While one can hear the influences of other composers especially Borodin and Balakirev the young Glazunov was also establishing his own sound. The first movement, an Allegro starts the symphony off on a very upbeat happy note. The happy C major key takes front and center and one immediately can hear the maturity from such a young composer. The Scherzo is very bright and this is one movement where I could definitely hear the influence of Borodin. It is short but well developed. The Adagio theme, a Slavic melody is introduced by the bassoon and clarinet in a somber funeral like pace. E minor is the key and the horn and clarinet offer moments of reflection along with the sadness of the bassoon throughout the movement. The Finale is back to an Allegro with lots of interplay between strings, brass, and the reed section. It too offers a Slavic theme making the name Slavyanskaya quite appropriate.
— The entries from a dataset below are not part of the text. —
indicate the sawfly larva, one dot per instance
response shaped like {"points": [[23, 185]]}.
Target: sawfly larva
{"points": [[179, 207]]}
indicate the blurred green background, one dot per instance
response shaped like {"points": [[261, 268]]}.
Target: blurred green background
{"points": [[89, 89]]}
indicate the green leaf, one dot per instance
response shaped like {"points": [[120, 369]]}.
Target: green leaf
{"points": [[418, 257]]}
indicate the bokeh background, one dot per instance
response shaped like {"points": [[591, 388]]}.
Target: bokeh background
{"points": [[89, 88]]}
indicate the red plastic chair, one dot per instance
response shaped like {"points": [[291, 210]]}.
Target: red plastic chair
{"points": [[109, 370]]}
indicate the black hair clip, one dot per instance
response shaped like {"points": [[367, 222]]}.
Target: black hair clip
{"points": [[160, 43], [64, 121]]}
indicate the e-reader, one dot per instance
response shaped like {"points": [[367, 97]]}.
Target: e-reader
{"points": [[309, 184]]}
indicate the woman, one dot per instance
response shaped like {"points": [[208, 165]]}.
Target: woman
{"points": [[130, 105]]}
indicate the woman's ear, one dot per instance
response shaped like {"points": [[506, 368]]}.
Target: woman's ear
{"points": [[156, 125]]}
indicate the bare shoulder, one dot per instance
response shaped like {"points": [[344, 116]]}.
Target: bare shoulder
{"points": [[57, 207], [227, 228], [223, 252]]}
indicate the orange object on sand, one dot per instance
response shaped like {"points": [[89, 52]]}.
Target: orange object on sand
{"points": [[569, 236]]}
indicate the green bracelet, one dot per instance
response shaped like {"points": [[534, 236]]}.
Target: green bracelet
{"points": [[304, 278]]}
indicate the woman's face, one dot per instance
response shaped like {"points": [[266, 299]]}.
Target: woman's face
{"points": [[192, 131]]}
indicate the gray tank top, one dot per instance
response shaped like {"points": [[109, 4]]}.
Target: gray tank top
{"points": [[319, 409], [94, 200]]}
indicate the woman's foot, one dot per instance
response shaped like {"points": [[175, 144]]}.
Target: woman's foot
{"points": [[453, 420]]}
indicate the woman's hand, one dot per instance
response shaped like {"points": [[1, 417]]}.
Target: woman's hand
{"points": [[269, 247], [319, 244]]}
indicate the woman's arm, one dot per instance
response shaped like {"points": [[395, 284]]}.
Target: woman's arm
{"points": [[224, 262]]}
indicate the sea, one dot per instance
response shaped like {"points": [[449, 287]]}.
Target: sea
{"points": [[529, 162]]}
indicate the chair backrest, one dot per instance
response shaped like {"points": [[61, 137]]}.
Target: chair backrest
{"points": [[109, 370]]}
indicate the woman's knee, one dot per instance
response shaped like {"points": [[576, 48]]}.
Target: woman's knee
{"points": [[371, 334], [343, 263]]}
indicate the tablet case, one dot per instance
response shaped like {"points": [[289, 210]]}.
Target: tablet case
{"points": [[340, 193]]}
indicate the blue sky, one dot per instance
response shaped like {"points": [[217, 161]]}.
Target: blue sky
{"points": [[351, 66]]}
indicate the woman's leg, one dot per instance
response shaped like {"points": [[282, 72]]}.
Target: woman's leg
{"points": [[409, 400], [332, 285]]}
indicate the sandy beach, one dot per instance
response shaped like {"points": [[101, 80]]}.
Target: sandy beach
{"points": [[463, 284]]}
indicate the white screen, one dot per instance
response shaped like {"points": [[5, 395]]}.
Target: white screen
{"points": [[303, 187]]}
The Moscow Symphony under the direction of Alexander Anissimov do an adequate job and the Naxos recording offers value as well as a good digital naturally recorded sound. I found the 4th movement to be flat and uninspired when compared to other recordings.

The Svetlanov recording is part of a six CD set (#41) from Warner Classics and while the recording is a bit on the bright side the Russian State Symphony Orchestra conducted by Svetlanov gives a vivacious performance. You can feel the energy. As this part of a six CD set you’ll have to want all of the symphonies.

Naxos 8.553561 or Warner Classics #41

Track Listing:

1….Allegro (11:07)

2….Scherzo: Allegro (4:51)

3….Adagio (9:24)

4….Finale Allegro (9:58)

Total Time is 35:32

 

The older recording on the Vox Box( CDX 5118) came from a 1979 recording on the Melodiya label with Vladimir Fedoseyev conducting the USSR TV & Large Symphony Orchestra. It doesn’t benefit from being recorded digitally and the overall sound quality suffers as a result. It has a shrill and is on the bright side with little bass to compensate for it. There is some glitch where it hesitates before starting. Like it wants to cough and then gets going. It is very brief but annoying at the beginning of the first movement. There is a tonal change a few seconds later where it becomes muddy and then reverts back. While I can feel the enthusiasm of the orchestra I found the Adagio to be rushed (7:49 compared to 11:23 for the Svetlanov), too much treble and not spacious at all with very tight recording. It was like listening to two completely different works with the same main theme. Can’t recommend this recording at all.